Наверное, я этого паука прямиком из Дун Эйдина в багаже привез. На меня ему плевать, а на Каледонию — нет. Очень правильный паук. Не буду его давить, погорячился.
— Я, как вы понимаете, кузен, человек наивный, дурак подкустовный, так что я себе это не особо представлял. — Первый раз за все годы так разговариваем. То ли как два бретера посреди улицы, то ли как родня. — А вот средства мне были нужны. Неважно, откуда… И черт с ней, с моей головой. Она Его Святейшеству точно не нужна, это не король Ферранте…
— Вы не дурак, кузен… У меня не хватает слов, чтобы описать, что вы такое. Я не знаю, — хозяин дома встает, подходит к подсвечнику, держит ладонь над огнем, — как таких, как вы, земля носит. Это не просто срыв кампании. Если бы у вас получилось, я застрял бы на юге не на два года. Вам не пришло в голову посчитать, во что эта затея обойдется вашей же Каледонии…

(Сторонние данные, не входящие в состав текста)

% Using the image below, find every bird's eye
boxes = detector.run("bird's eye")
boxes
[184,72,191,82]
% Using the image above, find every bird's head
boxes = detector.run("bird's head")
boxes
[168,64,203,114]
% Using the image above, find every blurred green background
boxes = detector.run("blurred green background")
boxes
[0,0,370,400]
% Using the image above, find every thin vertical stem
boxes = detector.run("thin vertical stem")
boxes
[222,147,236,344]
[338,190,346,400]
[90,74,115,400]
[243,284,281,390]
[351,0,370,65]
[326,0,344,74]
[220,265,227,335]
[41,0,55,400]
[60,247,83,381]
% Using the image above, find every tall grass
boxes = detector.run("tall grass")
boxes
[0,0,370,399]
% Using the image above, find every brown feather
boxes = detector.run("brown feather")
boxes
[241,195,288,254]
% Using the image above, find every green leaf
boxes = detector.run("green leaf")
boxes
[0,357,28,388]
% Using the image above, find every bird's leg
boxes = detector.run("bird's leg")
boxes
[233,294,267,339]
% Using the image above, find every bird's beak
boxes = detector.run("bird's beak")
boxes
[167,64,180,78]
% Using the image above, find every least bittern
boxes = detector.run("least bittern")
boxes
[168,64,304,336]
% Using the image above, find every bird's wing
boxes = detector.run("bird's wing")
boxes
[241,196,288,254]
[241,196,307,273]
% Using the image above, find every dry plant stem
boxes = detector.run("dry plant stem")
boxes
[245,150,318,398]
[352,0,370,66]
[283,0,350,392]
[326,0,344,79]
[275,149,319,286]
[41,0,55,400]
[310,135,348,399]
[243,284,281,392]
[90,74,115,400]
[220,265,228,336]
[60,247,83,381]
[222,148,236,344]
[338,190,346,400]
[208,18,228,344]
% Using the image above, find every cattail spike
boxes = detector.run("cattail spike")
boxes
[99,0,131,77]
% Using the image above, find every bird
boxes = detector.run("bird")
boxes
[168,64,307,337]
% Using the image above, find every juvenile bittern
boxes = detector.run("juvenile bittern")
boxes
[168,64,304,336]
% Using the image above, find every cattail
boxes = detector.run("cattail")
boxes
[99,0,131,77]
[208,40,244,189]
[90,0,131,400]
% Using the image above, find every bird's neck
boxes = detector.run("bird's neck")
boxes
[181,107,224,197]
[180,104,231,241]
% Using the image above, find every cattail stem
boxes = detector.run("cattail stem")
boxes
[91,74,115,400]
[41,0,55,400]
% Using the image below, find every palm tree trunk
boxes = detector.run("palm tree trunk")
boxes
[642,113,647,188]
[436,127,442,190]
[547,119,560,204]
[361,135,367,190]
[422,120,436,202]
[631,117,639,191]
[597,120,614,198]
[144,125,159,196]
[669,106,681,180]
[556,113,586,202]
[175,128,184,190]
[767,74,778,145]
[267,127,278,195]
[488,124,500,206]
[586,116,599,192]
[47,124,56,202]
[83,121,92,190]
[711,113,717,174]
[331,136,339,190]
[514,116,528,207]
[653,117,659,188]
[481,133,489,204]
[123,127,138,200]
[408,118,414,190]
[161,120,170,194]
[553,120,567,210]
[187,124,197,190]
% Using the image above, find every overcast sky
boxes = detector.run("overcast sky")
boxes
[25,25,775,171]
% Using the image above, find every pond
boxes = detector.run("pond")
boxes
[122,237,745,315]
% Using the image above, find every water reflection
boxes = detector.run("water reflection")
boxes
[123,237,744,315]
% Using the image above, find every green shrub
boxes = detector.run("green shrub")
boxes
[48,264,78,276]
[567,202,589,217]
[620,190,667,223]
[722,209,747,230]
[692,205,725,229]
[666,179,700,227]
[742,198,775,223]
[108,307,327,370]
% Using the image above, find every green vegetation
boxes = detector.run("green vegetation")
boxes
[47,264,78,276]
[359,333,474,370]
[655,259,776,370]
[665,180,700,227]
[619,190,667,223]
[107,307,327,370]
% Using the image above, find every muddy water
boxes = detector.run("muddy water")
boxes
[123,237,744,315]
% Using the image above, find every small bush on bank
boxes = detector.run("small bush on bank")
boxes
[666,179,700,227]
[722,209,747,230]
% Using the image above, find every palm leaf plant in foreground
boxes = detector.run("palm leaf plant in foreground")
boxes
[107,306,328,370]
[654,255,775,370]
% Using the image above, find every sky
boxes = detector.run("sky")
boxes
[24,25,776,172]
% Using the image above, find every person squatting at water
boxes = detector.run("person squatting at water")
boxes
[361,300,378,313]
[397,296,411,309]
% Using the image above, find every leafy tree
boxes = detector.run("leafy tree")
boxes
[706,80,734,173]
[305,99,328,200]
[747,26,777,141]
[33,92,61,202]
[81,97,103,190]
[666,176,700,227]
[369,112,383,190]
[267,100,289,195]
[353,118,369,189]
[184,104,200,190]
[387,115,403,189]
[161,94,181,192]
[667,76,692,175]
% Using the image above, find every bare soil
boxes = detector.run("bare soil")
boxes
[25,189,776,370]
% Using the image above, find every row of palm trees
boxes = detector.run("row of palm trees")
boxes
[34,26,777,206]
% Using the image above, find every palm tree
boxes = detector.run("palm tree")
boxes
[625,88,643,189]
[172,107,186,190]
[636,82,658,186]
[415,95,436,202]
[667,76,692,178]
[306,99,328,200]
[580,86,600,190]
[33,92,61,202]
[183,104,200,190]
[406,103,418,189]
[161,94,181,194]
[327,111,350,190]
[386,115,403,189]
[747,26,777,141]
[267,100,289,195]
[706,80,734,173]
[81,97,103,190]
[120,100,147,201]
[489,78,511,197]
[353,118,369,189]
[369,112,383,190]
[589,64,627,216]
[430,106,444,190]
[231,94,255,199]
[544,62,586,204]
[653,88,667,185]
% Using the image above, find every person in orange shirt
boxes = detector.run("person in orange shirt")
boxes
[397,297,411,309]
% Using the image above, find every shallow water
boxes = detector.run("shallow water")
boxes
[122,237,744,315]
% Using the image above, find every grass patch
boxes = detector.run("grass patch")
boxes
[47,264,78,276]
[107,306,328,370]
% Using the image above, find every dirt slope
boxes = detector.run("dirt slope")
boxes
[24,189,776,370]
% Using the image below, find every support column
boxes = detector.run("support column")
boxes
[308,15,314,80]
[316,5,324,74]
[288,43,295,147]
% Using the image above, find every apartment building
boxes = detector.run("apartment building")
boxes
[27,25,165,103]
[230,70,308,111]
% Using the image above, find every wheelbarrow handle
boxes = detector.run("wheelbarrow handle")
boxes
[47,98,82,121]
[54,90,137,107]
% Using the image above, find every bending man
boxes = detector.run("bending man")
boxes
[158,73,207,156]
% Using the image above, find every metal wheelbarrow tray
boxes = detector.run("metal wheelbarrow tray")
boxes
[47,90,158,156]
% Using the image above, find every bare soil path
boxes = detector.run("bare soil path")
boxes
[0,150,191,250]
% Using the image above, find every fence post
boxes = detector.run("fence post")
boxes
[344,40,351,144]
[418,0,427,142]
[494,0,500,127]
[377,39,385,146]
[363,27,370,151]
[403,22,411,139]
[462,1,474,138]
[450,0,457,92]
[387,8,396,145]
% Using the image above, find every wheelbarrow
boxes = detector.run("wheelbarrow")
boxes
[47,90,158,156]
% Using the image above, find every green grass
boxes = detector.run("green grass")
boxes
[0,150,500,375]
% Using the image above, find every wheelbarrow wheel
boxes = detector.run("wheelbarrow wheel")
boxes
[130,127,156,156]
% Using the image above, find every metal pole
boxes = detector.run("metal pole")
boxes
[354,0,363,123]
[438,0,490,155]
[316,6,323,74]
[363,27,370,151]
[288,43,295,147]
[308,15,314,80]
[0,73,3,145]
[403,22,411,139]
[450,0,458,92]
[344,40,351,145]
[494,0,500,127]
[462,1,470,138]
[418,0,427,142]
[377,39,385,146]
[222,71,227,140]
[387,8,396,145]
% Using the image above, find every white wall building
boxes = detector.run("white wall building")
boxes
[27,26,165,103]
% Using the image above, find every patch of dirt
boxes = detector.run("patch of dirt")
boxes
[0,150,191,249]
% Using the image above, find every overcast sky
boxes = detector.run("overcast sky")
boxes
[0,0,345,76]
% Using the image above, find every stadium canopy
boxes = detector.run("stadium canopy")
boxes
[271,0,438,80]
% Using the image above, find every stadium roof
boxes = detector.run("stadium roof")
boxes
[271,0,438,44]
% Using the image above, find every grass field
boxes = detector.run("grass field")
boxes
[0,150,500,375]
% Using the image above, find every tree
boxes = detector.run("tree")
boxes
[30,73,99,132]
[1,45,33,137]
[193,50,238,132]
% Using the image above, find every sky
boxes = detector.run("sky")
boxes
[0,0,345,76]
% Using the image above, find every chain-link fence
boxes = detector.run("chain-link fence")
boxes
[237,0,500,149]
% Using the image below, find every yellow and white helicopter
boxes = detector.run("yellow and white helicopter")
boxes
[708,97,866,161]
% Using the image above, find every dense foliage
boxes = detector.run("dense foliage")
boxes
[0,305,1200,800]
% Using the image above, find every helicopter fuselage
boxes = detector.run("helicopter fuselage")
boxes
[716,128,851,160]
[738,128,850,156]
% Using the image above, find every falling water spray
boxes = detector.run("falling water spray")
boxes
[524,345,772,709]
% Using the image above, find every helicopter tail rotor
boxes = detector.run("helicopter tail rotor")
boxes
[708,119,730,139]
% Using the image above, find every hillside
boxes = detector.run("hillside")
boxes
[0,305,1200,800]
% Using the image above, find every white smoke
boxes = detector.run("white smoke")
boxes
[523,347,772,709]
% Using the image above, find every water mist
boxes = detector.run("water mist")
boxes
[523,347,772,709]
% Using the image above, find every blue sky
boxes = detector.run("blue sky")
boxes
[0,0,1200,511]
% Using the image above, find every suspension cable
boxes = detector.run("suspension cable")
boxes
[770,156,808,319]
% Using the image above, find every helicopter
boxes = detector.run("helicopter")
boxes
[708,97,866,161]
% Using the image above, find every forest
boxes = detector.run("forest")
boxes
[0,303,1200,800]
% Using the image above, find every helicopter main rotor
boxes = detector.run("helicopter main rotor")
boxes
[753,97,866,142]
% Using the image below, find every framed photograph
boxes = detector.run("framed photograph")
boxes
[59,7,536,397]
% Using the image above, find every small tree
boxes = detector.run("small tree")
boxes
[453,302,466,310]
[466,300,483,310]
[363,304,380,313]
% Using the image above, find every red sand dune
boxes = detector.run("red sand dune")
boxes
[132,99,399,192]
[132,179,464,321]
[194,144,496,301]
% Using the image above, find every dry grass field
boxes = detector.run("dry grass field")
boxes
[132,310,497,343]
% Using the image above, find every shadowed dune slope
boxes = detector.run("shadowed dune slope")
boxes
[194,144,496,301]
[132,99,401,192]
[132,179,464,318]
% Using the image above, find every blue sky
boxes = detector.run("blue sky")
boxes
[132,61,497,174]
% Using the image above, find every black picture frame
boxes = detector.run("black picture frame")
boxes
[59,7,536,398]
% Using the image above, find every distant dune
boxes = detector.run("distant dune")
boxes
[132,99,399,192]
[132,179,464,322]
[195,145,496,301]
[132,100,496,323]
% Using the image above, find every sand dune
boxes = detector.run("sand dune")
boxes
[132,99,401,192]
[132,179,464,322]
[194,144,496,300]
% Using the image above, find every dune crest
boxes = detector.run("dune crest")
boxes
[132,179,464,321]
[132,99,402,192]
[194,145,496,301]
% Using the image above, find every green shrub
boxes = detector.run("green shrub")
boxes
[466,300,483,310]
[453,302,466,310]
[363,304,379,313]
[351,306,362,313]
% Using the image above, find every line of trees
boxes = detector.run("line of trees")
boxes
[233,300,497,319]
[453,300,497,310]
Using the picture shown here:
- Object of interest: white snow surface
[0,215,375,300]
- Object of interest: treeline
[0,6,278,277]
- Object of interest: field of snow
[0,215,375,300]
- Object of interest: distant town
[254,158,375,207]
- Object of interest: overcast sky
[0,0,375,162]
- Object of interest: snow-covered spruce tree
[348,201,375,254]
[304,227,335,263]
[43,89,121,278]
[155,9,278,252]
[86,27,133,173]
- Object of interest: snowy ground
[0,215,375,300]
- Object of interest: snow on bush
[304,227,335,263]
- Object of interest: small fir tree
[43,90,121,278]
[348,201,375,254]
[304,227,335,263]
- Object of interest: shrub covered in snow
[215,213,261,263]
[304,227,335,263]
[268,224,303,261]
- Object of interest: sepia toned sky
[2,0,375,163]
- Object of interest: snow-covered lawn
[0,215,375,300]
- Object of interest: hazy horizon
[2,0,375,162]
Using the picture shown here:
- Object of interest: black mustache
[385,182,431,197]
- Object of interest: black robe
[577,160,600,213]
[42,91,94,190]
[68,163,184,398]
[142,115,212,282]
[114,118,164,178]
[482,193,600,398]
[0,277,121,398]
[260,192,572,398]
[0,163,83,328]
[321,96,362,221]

Что-то изменилось, пока меня носило в Арморику. Очень многое. И не такое простое, как женитьба посла и дела между новоиспеченными родичами. Марсель не взяли. Даже армия на юг еще не вышла, хотя вот-вот должна выступить. Де Рэ… это кто-то арелатский, кажется, на севере воевал и пару лет назад здорово всех тут переполошил… да, и родич королевы Арелата, следовательно, теперь на юге начнется всерьез. Но Клод тут при чем, командовать должен был де ла Валле! С ума сойти можно… нужно еще хоть что-то узнать.
— Я как-то не представлял, что на папском сынке свет сошелся клином…
Герцог Валуа-Ангулем, до сих пор, казалось, всецело занятый пламенем свечи, обернулся к нему — бешеные глаза, бурые пятна румянца…
— Вы не представляли… Вы должны были представлять! — Кричит… надо же. Кричит. Он. — Вы! Часовщик-недоучка! Если вы лезете руками в механизм, вы должны представлять! Точно! Все последствия! И все последствия последствий!
— Да что случилось-то?!
— Случилось то, что вы не рассказали мне о вашей сделке сразу. Потому что я, кузен, в отличие от вас, тугодум, но все же не идиот. Вы знаете, что случится в вашей Каледонии — с этими деньгами, но без армии и без вас? Война там случится! Через полгода! Север против юга, католики против всех остальных! Альба просто не сможет не вмешаться — и нарушит договор. А то, что убийство было совершено вашими руками, свяжет мои — по самую глотку! Это если не считать того, что ни денег, ни людей, ни времени все равно не будет. Потому что на папском сыне свет клином не сошелся даже для Его Святейшества… Механизм уже запущен. Деньги, войска, корабли — это же месяцами собиралось и не может рассосаться само по себе. Не могли додуматься? Не могли пойти на шаг дальше и сообразить, что убить Корво — мало? Нужно было застопорить флот. Я узнаю обо всем этом на месяц позже, чем нужно — и все потому, что мой родич так озабочен потерей девичьей невинности, что решил покончить с собой обо что попало! И не говорите мне, что это не так…
Я его знаю без малого десяток лет. Я его видел под Арлем, я его видел после аудиенций у покойного Людовика, я его видел… всяким. И после всякого. Видел, слышал — а вот такого, чтобы так орал, так громко и с таким лицом… и не обычное это его клекотание, когда стекла дрожат, а все равно не крик, а от души так, как я на своих пограничничков в худшие дни. Клод. Многое в мире перевернулось…
И почти все, что он мне тут в лицо орет — сущая правда. Кроме последнего… и кроме того, что насчет флота и Папы я и сейчас готов больше верить тем двоим. Есть основания. Папе безразлично, чей Марсель. А вот военная карьера любимого чада ему небезразлична, вот так все просто, у понтифика золота навалом, павлины не клюют, он себе может позволить купить чаду маленькую победоносную войну.